Im den Brennblasen, deren Form von Destillerie zu Destillerie
variieren,
wird dann das Wasser des Lebens ( gälisch uisge beatha) , der
Whisky
gebrannt. Er wird mit einem Alkoholgehalt von etwa 70 Vol % in
Eichenfässer
abgefüllt. Währen der Reifung verdunstet ein Teil des
Whiskys,
der sogenannte Angels share. Vor dem Abfüllen wird der Whisky dann
meist auf ca. 40 Vol % verdünnt.
Nach
einem Tag Pause tut es gut endlich wieder im Kajak zu sitzen. In
Portnahaven
machen wir Pause und beschäftigen einen der herrenlosen Hunde des
Ortes. Unermüdlich apportiert er Colaflaschen, Steine, einfach
alles
was man wegwirft.
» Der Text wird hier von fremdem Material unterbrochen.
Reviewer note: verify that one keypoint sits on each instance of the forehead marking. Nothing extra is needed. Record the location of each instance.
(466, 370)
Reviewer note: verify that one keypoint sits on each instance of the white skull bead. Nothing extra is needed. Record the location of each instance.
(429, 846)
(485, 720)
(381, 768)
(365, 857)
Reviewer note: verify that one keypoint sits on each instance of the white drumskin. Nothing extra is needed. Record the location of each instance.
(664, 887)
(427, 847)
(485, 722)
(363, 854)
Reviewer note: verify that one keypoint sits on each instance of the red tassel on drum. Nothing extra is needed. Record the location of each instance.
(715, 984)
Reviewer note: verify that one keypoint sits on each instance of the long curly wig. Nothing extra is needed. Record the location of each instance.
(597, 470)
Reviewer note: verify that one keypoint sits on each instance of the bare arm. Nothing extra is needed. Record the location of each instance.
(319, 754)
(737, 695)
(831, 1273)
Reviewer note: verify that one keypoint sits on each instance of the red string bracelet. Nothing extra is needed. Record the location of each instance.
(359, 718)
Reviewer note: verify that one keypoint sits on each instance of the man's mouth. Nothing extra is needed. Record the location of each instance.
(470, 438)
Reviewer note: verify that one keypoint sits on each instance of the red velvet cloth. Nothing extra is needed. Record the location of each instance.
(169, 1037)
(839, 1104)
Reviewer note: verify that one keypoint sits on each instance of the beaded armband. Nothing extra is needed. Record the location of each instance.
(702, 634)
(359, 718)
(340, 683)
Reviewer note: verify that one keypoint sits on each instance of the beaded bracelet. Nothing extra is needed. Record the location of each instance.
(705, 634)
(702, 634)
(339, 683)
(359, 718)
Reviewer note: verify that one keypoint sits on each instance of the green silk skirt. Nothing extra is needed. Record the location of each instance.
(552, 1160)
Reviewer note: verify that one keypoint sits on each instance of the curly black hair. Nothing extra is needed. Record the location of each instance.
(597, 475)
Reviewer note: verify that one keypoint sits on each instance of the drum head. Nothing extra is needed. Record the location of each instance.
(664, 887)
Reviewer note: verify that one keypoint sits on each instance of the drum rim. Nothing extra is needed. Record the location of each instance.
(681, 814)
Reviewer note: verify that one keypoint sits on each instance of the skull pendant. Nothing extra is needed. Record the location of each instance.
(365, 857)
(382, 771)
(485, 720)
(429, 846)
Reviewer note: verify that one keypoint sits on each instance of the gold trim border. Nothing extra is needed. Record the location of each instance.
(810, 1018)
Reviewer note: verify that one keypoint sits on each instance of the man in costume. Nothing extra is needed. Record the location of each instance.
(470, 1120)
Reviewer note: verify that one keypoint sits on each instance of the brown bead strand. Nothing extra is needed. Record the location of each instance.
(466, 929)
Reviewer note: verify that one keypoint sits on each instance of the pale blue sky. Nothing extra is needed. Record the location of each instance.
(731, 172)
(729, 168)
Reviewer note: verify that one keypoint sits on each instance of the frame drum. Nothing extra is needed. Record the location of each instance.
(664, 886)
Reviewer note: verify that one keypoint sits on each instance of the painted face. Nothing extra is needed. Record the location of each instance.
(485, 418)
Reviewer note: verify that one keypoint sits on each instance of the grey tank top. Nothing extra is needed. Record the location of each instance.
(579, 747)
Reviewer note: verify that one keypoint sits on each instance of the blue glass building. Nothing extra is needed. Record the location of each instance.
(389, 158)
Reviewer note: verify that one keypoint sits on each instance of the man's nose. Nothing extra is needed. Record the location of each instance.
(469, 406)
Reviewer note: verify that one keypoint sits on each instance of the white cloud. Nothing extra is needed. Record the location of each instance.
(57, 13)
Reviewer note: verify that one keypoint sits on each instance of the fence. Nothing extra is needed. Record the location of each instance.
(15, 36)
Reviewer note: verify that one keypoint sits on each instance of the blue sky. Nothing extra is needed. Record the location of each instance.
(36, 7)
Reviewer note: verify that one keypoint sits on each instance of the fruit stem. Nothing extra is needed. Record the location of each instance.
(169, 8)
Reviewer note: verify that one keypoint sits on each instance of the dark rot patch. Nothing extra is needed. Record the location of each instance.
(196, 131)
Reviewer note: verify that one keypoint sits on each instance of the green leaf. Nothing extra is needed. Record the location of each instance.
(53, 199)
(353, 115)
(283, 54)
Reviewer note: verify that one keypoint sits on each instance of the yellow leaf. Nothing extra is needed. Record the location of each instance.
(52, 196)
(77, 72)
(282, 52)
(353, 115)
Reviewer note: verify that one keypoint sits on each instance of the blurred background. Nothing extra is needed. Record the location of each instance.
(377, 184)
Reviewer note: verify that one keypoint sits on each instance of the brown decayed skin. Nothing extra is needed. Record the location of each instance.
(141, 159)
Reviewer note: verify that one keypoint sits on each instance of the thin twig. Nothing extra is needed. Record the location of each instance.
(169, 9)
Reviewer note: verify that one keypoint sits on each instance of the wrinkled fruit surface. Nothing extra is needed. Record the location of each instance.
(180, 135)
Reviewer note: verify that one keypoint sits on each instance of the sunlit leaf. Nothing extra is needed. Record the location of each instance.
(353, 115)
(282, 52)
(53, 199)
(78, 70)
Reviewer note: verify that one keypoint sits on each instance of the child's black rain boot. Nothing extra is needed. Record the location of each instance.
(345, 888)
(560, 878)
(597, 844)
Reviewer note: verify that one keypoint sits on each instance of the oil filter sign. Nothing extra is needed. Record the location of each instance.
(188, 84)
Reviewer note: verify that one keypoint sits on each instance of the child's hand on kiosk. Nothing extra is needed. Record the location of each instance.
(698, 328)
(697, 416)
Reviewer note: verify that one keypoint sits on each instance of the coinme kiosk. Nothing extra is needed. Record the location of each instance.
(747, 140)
Kurz darauf treffen wir auch noch einen der Insulaner
den wir am Vorabend im Pub gesehen haben. Man merkt dass die Insel
klein
ist und jeder irgendwie jeden kennt. Bei Pornahaven befindet sich auch
das erste Wellenkraftwerk in Großbritannien. Diese 500 kW Anlage
kann 400 Haushalte mit Strom versorgen. Vom Wasser aus sind allerdings
nur das Betongebäude und ein Rohr zu Wasser zu sehen. In einer
kleinen
Bucht landen wir an und bauen erst einmal eine ebene Fläche aus
Kieseln
für unsere Zelte. Hier gibt es zwei Dinge im Überfluss;
Midges
und Schafe. Dias Essenkochen gestaltet sich äußerst
schwierig
weil man ständig damit beschäftigt ist die Midges abzuwehren.
Das Essen müssen wir dann auch notgedrungen im Zelt einnehmen.
Der nächste Morgen bringt genug Wind um die Midges zu
vertreiben,
er produziert aber auch eine ansehnliche Welle. Da wir die Welle von
schräg
achtern haben und es in Aussicht steht einen Großteil der Strecke
in Lee zu fahren, machen wir uns trotz anfänglicher Bedenken auf
den
Weg. Bei
dieser Welle lassen sich die Skegboote nur schwer auf Kurs halten. Als
ein vorgelagerter Fels vor uns auftaucht, müssen wir uns
entscheiden,
ob wir zwischen Fels und
Steilküste
hindurch oder außen herum fahren. Ich wage mich als erster in die
Durchfahrt und muss feststellen, dass das Wasser hier sehr flach ist.
Schon
bauen sich die Wellen, die von hinten auflaufen auf, doch zum
Glück
brechen sie sich nicht. Ich kämpfe um die Kontrolle über das
Boot zu behalten und komme sicher durch die Enge. Ich drehe mich um und
will den anderen signalisieren außen herum zu fahren, sehe aber
die
Ersten schon in die Durchfahrt paddeln. Glücklicherweise kommen
alle
von uns durch ohne mit dem schottischen Fels Bekanntschaft zu machen.
Endlich
in Lee angekommen zeigt sich leider dass die zerklüftete
Küste
hier starke Fallböen erzeugt. Bei 8 Beauforts von vorne stehen wir
auf der Stelle. Nach geraumer Zeit ohne Fortschrittholen wir die
Schleppleinen
raus um doch noch weiter zu kommen. Als wir den nächsten Strand
erreichen
an dem ein Ausstieg möglich ist sind wir alle völlig
erschöpft.
Wir ziehen die Boote auf den Strand und ruhen uns im Windschatten
einiger
Felsen aus. Als wir uns umsehen bemerken wir dass wir auf einer
riesigen
Kuhweide angelandet sind. Weiter oben in den Dünen erhebt sich ein
alter Bauernhof. Scheren Herzens machen wir uns mit den schwerbeladenen
Kajaks auf den Weg durch die Dünen. Am Straßenrand schlagen
wir dann unser Lager auf. Ein wahrer Glücksfall sind die zwei
Angler
die wir treffen, denn sie überlassen uns ohne zu zögern 5 l
Trinkwasser.
So können wir unsere eigenen Vorräte schonen.
Am nächsten Tag zeichnet sich immer noch keine Wetterbesserung ab und so beschließen wir die Reise hier abzubrechen. Volker und Tanja trampen zurück nach Port Askaig um unsere Autos zu holen, die noch auf dem Festland stehen. Als wir auf dem Weg zurück zum Festland einen Blick aus dem Fenster werfen sind immer noch Wellen von 2-3 m Höhe zu sehen die auf den Strand rollen. Tröstlich ist nur, dass noch eineinhalb Wochen Sightseeing und Wandern vor uns liegen.